The Chinese communist regime has laid out the strategy to take over the United States as the world’s dominant power by 2049. Meanwhile, the United States is reducing its national security by voluntarily making itself more dependent on the “green energy” that China dominates, analysts say.
“China has gotten the United States and Western Europe, and really all the developed countries, hooked on green technology,” Mr. Malloy said. At the heart of this alternative energy are technologies including wind turbines, solar panels, and electric vehicles, which are reliant on certain critical raw materials, such as graphite and rare earth elements. For many of these materials, China—the United States’ top adversary—is the world’s major supplier and processor.
Chinese Monopoly
Mr. Malloy cited an example of rare earths, a group of 17 elements that China has a near global monopoly on.“And all these rare earths go into wind technology and solar technology, EVs, as well as our cell phones and computers,” Mr. Malloy said. “The whole world really depends on China for this.”
“It’s just that they’re present in [the] soil at very low concentrations. So you have to strip mine do this,” Mr. Malloy explained.
A reason that the West stopped mining rare earths, according to Mr. Malloy, is the environmental pressure, as such practices are notoriously polluting. “But you can strip mine in China. They have no environmental regulations,” he said. “So China has volunteered to do this.”

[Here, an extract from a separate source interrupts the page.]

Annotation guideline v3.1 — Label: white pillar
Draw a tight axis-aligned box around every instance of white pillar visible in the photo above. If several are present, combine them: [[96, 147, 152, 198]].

That was not the first time the regime used its monopoly over critical metals to gain leverage. In 2010, the Chinese regime temporarily blocked the export of rare earths to Japan as tensions between the two Asian powers escalated over disputed islands following the arrest of a Chinese captain.
Growing US Dependence
Mr. Malloy expressed concerns over the Biden administration’s push to transition the nation toward energy sources that China dominates.“It’s extremely frustrating to see our politicians with these wind mandates, and solar mandates, and EV mandates,” Mr. Malloy said. “Where are the EVs going to come from? How are we going to make them if we don’t have a good relationship with China?”
“China is the sole producer of the refined graphite that goes into every EV battery,” Mr. Malloy noted. “So if China, right now, were to stop exporting refined graphite, there would be no EV batteries made.”
While some concerned companies and governments in the West have sought to get into the graphite market, Mr. Malloy suggested it takes years to build up an industry in which China already has a decades-long lead.
The way the CCP approaches the world is “completely different” from that of the Westerners, Mr. Malloy said, contending that not so many on Capital Hill appear to understand the regime’s strategy, especially in the green technology sector.
“China’s avowed goal is to be the lone global superpower by 2049,” while the United States is accelerating the nation’s transition to green energy technology and aiming to achieve “carbon neutrality” by 2050, Mr. Malloy said. “We’re actually kind of working in the same direction” as the CCP.
“We have this geopolitical rival out there, if not a mortal enemy, called China,” Mr. Malloy said. “We are making ourselves more economically dependent on them.”
“China is going to own us very soon, if they don’t already. And we’re going to be helpless.”